Computational resources
Some competitions do pose limitations in order to render available to production feasible solutions, for instance the Bosh Production Line Performance competition - https://www.kaggle.com/c/bosch-production-line-performance - had strict limits on execution time, model file output and memory limit for your solution. Also Kernel based competitions, when requiring both training and inference to be executed on Kernels, do not pose a problem for the resources you have to use because Kaggle will provide with all the resources you need (and this is also intended as a way to put all participants on the same line for a better competition result).
Problems for you arise when you have kernel competitions just limited to inference time and therefore you can train your models on your own machine and the only limit is then based at test time on the number and complexity of models you produce. Since at moment most competitions require deep learning solutions, you have to consider that you surely need specialized hardware such as GPUs in order to achieve some interesting result in a competition. Anyway, also if you participate in some of the now rare tabular competitions, you’ll soon realize that you need a strong machine with quite a number of processors and memory in order to easily apply feature engineering to data, run experiments and build models quickly.
Standards do change rapidly, therefore it is difficult to mention a standard hardware that you should have in order to compete at least on the same league with others. We can anyway take a hint at such standard by looking at what other competitors are using, as their own machine or as a machine on the cloud.
For instance, recently HP has launched a program where it awarded a HP Z4 or Z8 to a few selected Kaggle participants in exchange with visibility for its brand. For instance, a Z8 machine has 56 cores, 3TB of memory, 48TB of storage (a good share by solid storage hard drives) and a NVIDIA RTX as GPU. We understand that such could be a bit out of reach for many as well as even also renting a similar machine for a short time on a cloud instance such as Google’s GCP or Amazon’s AWS is out of discussion for the consequent expenses for even a moderate usage.
Our suggestion, unless your ambition is to climb to the top rankings of Kaggle participants is therefore to go with the machines provided free by Kaggle, the Kaggle Notebooks (also previously known as the Kaggle Kernels).
Kaggle Notebooks are a versioned computational environment, based on Docker containers running in cloud machines, which allow you to write and execute both scripts and notebooks in R and Python languages. The Kaggle Notebooks are integrated into the Kaggle environment (you can make submissions from them and keep track what submission refers to what Notebook), they come with most data science packages pre-installed, and they allow some customization (you can download files and install further packages). The basic Kaggle Notebook is just CPU based, but you can have versions boosted by a NVIDIA Tesla P100 or a TPU v3-8 (TPUs are hardware accelerators specialized in deep learning tasks). Though bounded by a usage number and time quota limit, Kaggle Notebooks provide the computational workhorse to build your baseline solutions on Kaggle competitions:
- A CPU Notebook owns 4 CPU cores and 16 GB of memory, you can run 10 Notebooks of this kind at a time but you don’t have any time quote for them
- A GPU features 2 CPU cores and 13 GB of memory, you can run 2 Notebooks of this kind at a time and you have a 30 hours weekly quota for such kind of Notebook
- A TPU features 4 CPU cores and 16 GB of memory, you can run 2 Notebooks of this kind at a time you have a 30 hours weekly quota for such kind of Notebook
All Notebooks can run for 9 hours maximum, and have 20 GB disk saving allowance to store your models and results plus an additional scratchpad disk that can exceed 20 GBs for temporary usage during script running.

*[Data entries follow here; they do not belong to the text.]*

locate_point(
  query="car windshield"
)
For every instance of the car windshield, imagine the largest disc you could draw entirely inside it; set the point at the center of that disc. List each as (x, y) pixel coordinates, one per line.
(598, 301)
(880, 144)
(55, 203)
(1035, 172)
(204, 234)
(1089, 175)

In certain cases, the GPU enhanced machine provided by Kaggle kernels may not be enough. For instance, the recent Deepfake Detection Challenge (https://www.kaggle.com/c/deepfake-detection-challenge) required to process data consisting of about around 500 GB of videos. That is especially because of the time limit of weekly usage, that at the time of this writing is about 30 hours a week and because of the fact that you cannot have more than two machines with GPU running at the same time (10 machines at a time is the limit for the CPU only instances). Even if you can double your machine time by changing your code to leverage the usage of TPUs instead of GPUs (and you can find some guidance for achieving that easily here: https://www.kaggle.com/docs/tpu), that may still prove not enough for fast experimentation on a data heavy competitions such as the Deepfake Detection Challenge. That’s the reason in the chapter devoted to Kaggle Kernel we are going to provide you with many tips and tricks for successful coping with such limitations with decent results without having to buy a heavy performing machine. We are also going to show you how to integrate Kaggle Kernels with Google Cloud Services (GCP) or simply how to move away all your work on another cloud based solution.